Member of the British Columbia Legislative Assembly for Nanaimo and the Islands
- In office 1952–1956
- Preceded by: George Sharratt Pearson
- Succeeded by: Earle Cathers Westwood

Personal details
- Born: March 10, 1905 Ladysmith, British Columbia, Canada
- Died: May 25, 1982 (aged 77) near Port Townsend, Washington, US
- Party: Progressive Conservative

= Larry Giovando =

Canadian politician

Larry Giovando also known formally as Lorenzo Giovando (March 10, 1905 – May 25, 1982) was twice MLA in British Columbia's Legislative Assembly for the Conservative Party of British Columbia for the seat of Nanaimo and the Islands.
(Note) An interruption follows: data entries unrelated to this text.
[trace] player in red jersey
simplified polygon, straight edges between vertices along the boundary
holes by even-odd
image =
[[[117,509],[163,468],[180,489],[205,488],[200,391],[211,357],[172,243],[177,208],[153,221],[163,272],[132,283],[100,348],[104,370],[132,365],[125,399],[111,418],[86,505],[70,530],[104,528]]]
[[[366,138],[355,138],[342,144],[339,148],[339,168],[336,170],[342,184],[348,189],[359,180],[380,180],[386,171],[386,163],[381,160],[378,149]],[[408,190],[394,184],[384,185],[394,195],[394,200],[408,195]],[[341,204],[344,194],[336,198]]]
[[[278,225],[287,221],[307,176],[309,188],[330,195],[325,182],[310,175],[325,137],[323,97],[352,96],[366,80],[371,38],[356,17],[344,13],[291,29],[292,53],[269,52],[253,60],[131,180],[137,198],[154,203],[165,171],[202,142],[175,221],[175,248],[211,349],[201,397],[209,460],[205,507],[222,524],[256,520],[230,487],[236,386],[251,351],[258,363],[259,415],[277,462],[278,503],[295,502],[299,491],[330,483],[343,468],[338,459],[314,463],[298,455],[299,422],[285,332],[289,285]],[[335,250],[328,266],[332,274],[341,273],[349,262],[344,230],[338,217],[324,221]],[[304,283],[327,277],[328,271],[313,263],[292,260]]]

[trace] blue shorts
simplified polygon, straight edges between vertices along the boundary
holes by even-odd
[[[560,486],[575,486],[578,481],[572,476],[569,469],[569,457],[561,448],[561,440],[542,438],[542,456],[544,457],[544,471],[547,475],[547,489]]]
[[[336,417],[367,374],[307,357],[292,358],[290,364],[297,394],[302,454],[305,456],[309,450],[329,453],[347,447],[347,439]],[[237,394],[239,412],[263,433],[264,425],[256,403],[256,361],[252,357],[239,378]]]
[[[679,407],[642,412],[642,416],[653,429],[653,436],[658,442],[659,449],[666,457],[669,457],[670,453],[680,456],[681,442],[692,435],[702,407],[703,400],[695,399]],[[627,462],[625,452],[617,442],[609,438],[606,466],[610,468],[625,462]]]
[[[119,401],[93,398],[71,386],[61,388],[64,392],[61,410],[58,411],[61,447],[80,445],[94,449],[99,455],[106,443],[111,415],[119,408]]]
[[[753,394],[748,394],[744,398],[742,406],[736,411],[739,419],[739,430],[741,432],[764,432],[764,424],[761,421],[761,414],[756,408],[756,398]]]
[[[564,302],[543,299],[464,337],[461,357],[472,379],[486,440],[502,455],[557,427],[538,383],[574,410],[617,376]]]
His 1952 and 1953 victories are examples of how the Instant runoff voting works to allow or ensure that a majority finds the candidate acceptable.

In the provincial election of 1952, on the first ballot he received only 3346 votes (31.9%) to CCF candidate Daniel Stupich's 3715 (35.4%), but since Stupich failed to receive a majority, the election was decided by "instant run-off" whereby the top two candidates received votes from the third, fourth, and fifth place Liberal, Social Credit, and Labour-Progressive candidates. When these votes were redistributed, Giovando emerged the winner 5144 (52.9%) to 4581 (47.1%).

The results of the 1953 election continued in the same vein as Giovando polled only 2,046 votes (20.8%) in the first ballot, in third place out of six candidates, but managed 4,376 (50.1%) on the fifth, against Stupich's 3,631 (37.0%) on the first and 4,358 (49.9%) on the fifth. It was the only seat the PCs would win in that election, and they would cease to be an electoral entity thereafter. He did not seek reelection in the 1956 provincial election and died in 1982.